Alors qu’il sera diffusé en exclusivité ce soir sur OCS Géant à 20h40 dans le cadre du Cycle Spielberg, retour sur l’une des œuvres mineures, voir même assez méconnues de l’œuvre du grand Steven Spielberg : « Always – Pour Toujours » !


L’histoire : Dans le Montana. Pete Sandich, un aviateur hors pair, combat les feux de forêt au mépris de tous les dangers. Pour faire plaisir à sa ravissante fiancée Dorinda Durston, il décide de cesser d’exercer ce métier et accepte un travail au sol. Mais Pete meurt lors de son dernier vol. Hap, un ange, lui confie une mission : retourner invisible sur Terre pour y favoriser le bonheur de la femme qu’il aimait.

Le film est sorti en 1989. Dès cette période, Steven Spielberg possède déjà de grandes œuvres derrière lui et il n’est plus vraiment utile de le présenter dans le milieu. Il débarque sur les écrans US près de 6 mois après le troisième opus des aventures d’Indiana Jones et témoigne de la volonté de son réalisateur de prendre du recul et de proposer un plus petit film qu’à l’accoutumée. En effet, Spielberg avait tendance à proposer des genres assez définis depuis quelques années, comme le film d’aventures donc, la science-fiction ainsi que le drame historique (avec La Couleur Pourpre ou Empire du Soleil).

Avec Always, il s’attarde non seulement à un remake (A Guy named Joe, réalisé par Victor Flemming en 1943) mais surtout à deux thématiques qui lui sont chères et qu’il n’avait pas vraiment pu pleinement exploiter jusqu’ici : le deuil et l’aviation. En résulte un film magnifique, avec un casting de qualité et surtout, Audrey Hepburn dans son dernier rôle au cinéma le temps de quelques instants et d’une scène mémorable.

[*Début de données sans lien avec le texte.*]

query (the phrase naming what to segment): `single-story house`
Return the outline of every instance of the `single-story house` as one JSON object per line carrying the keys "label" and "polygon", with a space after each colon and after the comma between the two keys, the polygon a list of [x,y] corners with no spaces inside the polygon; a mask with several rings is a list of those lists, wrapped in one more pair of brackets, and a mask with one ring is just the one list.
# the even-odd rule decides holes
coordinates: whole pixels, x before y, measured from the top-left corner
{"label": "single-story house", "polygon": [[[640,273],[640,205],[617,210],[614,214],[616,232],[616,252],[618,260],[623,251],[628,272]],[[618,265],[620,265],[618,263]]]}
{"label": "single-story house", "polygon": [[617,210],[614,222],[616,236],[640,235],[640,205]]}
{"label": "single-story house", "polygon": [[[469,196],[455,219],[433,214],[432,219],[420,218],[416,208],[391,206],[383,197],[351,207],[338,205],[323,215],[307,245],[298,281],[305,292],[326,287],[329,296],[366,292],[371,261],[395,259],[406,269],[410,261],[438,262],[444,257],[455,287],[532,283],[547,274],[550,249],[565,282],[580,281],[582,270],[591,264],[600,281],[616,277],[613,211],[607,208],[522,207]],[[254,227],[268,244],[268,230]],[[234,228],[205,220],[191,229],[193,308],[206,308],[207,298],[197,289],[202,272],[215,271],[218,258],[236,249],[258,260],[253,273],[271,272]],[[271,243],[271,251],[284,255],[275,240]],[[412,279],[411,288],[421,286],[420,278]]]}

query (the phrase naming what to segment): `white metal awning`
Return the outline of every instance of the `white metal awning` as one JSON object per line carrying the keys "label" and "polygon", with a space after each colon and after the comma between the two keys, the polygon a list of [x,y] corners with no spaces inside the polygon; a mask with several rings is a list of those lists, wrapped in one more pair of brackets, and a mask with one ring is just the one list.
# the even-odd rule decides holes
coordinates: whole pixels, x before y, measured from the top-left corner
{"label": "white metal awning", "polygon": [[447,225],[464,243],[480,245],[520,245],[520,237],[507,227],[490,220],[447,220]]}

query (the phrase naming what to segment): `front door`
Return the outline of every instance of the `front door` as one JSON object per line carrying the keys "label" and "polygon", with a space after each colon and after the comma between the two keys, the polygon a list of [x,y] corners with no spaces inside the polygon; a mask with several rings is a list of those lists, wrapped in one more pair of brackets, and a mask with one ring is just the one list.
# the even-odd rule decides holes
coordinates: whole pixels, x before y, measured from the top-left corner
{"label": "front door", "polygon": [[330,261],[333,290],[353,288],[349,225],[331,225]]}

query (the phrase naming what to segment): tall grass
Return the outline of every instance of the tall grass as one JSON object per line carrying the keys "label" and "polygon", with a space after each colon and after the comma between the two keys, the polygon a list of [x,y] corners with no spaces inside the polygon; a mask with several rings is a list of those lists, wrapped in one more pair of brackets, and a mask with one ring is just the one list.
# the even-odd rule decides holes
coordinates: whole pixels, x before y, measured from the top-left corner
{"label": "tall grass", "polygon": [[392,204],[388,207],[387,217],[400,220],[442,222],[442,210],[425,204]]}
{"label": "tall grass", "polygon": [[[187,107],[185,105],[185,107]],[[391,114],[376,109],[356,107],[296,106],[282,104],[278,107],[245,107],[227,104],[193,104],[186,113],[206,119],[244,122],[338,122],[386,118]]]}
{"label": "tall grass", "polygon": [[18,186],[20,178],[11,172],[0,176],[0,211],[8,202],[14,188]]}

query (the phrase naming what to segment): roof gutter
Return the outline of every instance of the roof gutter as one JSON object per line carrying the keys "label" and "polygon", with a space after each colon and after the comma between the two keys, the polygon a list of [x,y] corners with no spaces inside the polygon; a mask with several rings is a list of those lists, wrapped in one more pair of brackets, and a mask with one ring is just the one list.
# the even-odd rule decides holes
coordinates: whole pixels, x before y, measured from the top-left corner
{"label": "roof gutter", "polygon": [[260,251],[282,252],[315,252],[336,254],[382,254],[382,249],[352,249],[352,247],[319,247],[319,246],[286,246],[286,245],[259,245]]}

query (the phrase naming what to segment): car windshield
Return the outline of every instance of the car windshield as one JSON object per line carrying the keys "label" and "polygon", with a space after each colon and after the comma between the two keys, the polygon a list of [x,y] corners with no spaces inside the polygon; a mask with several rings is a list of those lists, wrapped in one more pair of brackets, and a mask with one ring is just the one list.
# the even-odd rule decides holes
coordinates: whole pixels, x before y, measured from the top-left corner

Le dénouement de l’histoire est typique de chez Spielberg : de la joie, une fracture familiale ou amoureuse et énormément de nostalgie et de mélancolie, le tout survolé le plus souvent d’humour et de situations amusantes grâce aux personnages de Richard Dreyfuss et John Goodman. Puis la musique de John Williams est encore une nouvelle fois ici, incontournable.

Loin d’être son film le plus mémorable, Always ressort tout de même dans la carrière de Steven Spielberg comme une douce balade aux émotions multiples et à la morale, joliment tournée même si elle peut parfois sonner faux ou sembler un peu naïve dans son écriture.